Since I did my IAYPA post while I was falling asleep, and the output looked so strange, I took another look a the data.  Perhaps there was a data error?

None that I can find.  A few additional observations:

  • IAYPA rewards players who a) throw downfield and b) avoid interceptions.  Several lowly-rated players throw deep, but are killing themselves with bad decisions.  The largest INT penalty is for Geno Smith, whose respectable YPA of 7.4 drops to an IAYPA of 4.9, due to 13 interceptions.  For every 100 balls Smith throws, 5 are caught by the other team.  
  • Smith is an untested rookie, learnings the ropes.  So I have no idea why Eli Manning's numbers are virtually identical to Smith's.  E. Manning leads the League in interceptions, with 15, and is tied for second in INT/Attempt, behind Smith.
  • By contrast, Jake Locker has a slightly below average YPA of 6.9, but he has thrown fewer interceptions (1), and fewer interceptions per attempt (0.7) than any other quarterback who's seen significant playing time this year.  So he ends up with a very strong IAYPA (6.6 vs. league median of 5.7).
  • Tom Brady is more of a poor man's Jake Locker (only at Eisengeiste do you get this kind of insight!) - his INT penalty is relatively low (1 yard, 2% INT percentage vs. League median of 2.6%) - but the ball is just not going downfield.  Raw YPA is 5.9 vs. League average of 7.1, a figure we would typically associate with the Mike Nolan-era Alex Smith.
  • Alex Smith has regressed a bit on that score.  After a big improvement in raw YPA last year into truly elite territory, he is back down to a below-average 6.3 with Andy Reid.  The revelation of the past two years was that Smith can throw the ball downfield, and into the end zone, if you tell him to.  But with the strong KC defense Reid is all about field position and not making the big mistake.  Too bad - Smith has shown he can do more.
  • I heard on the radio today that KC will lose to Buffalo this week because Smith gets sacked a lot (#5 in the League) and Buffalo is good at pressuring the quarterback.  You can move on this game, the fellow said, as if it had already been played. 
  • The League median quarterback is Sam Bradford.

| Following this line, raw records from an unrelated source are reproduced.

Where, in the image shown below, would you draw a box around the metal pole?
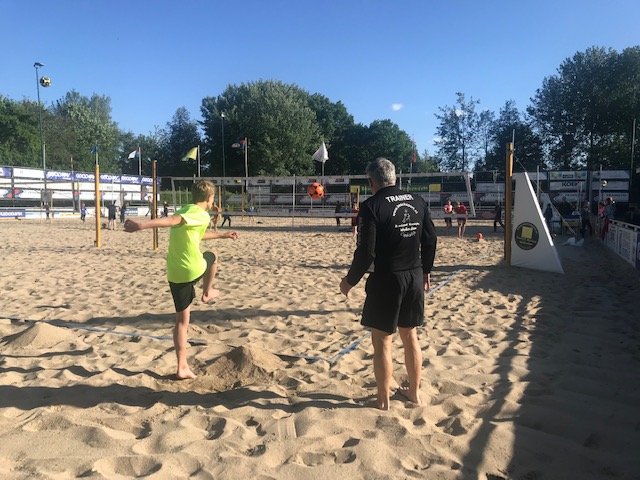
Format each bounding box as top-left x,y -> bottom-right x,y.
71,155 -> 76,213
33,62 -> 47,191
629,118 -> 636,191
504,143 -> 522,267
151,160 -> 158,250
220,112 -> 227,177
95,161 -> 101,248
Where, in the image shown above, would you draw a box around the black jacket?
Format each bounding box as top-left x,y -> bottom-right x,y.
347,186 -> 437,286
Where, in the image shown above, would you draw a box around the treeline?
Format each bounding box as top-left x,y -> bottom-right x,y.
0,47 -> 640,176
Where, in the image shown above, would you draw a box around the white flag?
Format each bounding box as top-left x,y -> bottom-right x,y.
311,142 -> 329,163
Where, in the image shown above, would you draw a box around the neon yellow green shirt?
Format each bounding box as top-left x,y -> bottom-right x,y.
167,204 -> 210,283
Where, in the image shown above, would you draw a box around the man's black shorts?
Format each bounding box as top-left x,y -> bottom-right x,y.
361,268 -> 424,333
169,252 -> 216,313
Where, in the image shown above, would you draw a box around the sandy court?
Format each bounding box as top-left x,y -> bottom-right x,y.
0,218 -> 640,480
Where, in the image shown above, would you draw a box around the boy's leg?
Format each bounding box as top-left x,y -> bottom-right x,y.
173,307 -> 196,380
371,328 -> 393,410
398,327 -> 422,404
202,250 -> 220,303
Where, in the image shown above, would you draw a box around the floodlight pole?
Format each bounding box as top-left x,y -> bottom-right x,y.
33,62 -> 47,192
220,112 -> 227,177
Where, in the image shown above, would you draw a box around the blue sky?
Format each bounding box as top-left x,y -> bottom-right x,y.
0,0 -> 640,158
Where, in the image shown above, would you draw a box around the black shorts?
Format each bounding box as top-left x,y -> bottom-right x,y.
360,268 -> 424,333
169,252 -> 216,313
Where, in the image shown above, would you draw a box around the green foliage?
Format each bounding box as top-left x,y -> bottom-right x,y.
528,47 -> 640,170
435,92 -> 480,172
201,81 -> 320,176
476,100 -> 546,172
0,96 -> 42,167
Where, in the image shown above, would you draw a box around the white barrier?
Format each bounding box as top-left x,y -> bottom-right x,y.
604,220 -> 640,269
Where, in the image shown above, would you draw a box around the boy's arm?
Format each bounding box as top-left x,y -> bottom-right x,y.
124,215 -> 182,233
202,230 -> 238,240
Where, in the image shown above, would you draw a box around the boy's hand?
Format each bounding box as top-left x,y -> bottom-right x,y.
124,220 -> 140,233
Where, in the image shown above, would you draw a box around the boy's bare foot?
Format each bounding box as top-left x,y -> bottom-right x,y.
398,387 -> 420,405
176,367 -> 196,380
202,288 -> 220,303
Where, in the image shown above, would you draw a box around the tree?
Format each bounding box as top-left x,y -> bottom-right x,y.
435,92 -> 480,172
528,47 -> 640,170
201,81 -> 320,176
476,100 -> 545,171
48,90 -> 121,172
0,95 -> 42,167
413,148 -> 440,173
156,107 -> 204,177
308,93 -> 354,175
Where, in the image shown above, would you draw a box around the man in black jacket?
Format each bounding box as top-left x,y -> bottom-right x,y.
340,158 -> 437,410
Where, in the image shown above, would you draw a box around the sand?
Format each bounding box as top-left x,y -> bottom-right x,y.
0,219 -> 640,480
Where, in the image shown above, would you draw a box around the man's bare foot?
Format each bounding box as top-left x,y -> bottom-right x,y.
176,367 -> 196,380
375,399 -> 389,410
398,387 -> 420,405
202,288 -> 220,303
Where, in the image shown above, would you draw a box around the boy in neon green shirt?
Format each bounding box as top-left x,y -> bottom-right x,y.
124,180 -> 238,380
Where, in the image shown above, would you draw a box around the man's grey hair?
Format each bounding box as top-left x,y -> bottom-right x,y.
367,157 -> 396,188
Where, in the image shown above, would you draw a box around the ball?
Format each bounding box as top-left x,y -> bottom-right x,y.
307,182 -> 324,199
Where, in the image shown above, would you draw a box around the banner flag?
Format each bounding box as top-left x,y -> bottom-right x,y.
182,147 -> 198,162
311,142 -> 329,163
127,147 -> 140,159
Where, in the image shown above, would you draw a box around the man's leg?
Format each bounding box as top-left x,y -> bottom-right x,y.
371,328 -> 393,410
202,250 -> 220,303
398,327 -> 422,405
173,307 -> 196,380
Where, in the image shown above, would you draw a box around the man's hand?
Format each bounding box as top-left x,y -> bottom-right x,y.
422,273 -> 431,292
340,277 -> 353,298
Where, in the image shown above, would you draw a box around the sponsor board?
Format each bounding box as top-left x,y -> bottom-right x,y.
249,178 -> 271,187
13,167 -> 44,179
591,170 -> 631,180
0,210 -> 26,219
45,170 -> 73,182
476,182 -> 504,193
549,172 -> 587,180
549,180 -> 587,191
591,180 -> 629,191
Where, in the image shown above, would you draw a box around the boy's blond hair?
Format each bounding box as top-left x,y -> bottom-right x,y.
191,180 -> 216,203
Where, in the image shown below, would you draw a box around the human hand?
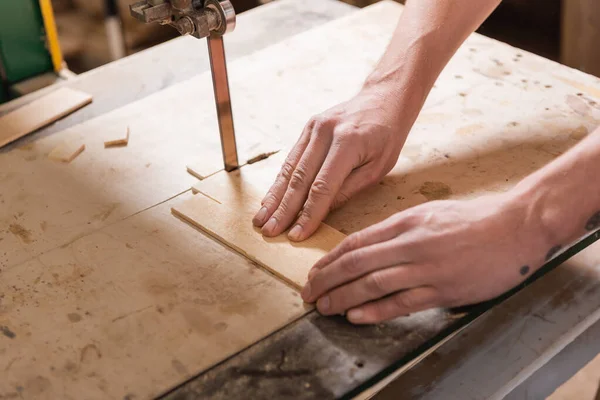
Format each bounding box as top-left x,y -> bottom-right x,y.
253,88 -> 418,241
302,193 -> 560,324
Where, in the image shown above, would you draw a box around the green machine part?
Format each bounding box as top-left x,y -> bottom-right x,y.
0,0 -> 53,103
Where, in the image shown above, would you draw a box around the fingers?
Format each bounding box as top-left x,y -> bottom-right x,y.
288,145 -> 356,241
262,124 -> 332,236
331,162 -> 380,209
346,286 -> 441,324
252,121 -> 314,227
308,214 -> 405,280
302,240 -> 408,304
317,265 -> 424,315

Blogger Laird of Madrona said...

Alex Smith: an enigma wrapped in a riddle nestled in a box of conundrums.

November 1, 2013 at 7:23 AM  
Blogger The Other Front said...

Fun fact: Two of the Chiefs' next four games are against Denver. After the Bills it goes: at Broncos, Chargers, Broncos.

If they're undefeated after that, he's the new Bob Griese.

I think Smith has a bit of the John McCain problem - he has been subjected to such indignities that it is impossible to believe he ever fully recovered. He doesn't have McCain's twitchy personality, but I'm not sure we can take that as evidence of health...

Humphrey Bogart said of Captain Queeg: "I don't know if he was schizophrenic, manic-depressive, or paranoiac - ask a psychiatrist - but I do know that a person who has any one of these things work overtime at being normal. In fact, he's super normal, until pressured. And then he blows up."

I just wonder if, some time soon, the camera will cut to the sideline and show us Alex Smith cutting out paper dolls and making himself a hat, or talking to himself in Swahili.

Did he come to the NFL with the heart of a lion? For if he did it was surely crushed by the Two-Headed Mediocrity that was Nolan/Singletary. That would explain his antiseptic nonchalance.

Or is his rage suppressed, festering and hiding inside of him, ready to erupt when conditions are right....for good or ill? Might he pull a Scotty Pippin?

Or could he use that manic energy productively and find a whole new level of performance, as he seemed to do under Harbaugh last year?

Is facing Prima Donna Peyton twice in three weeks the straw that will break the camel's back?

I have no idea, but I find it all completely fascinating.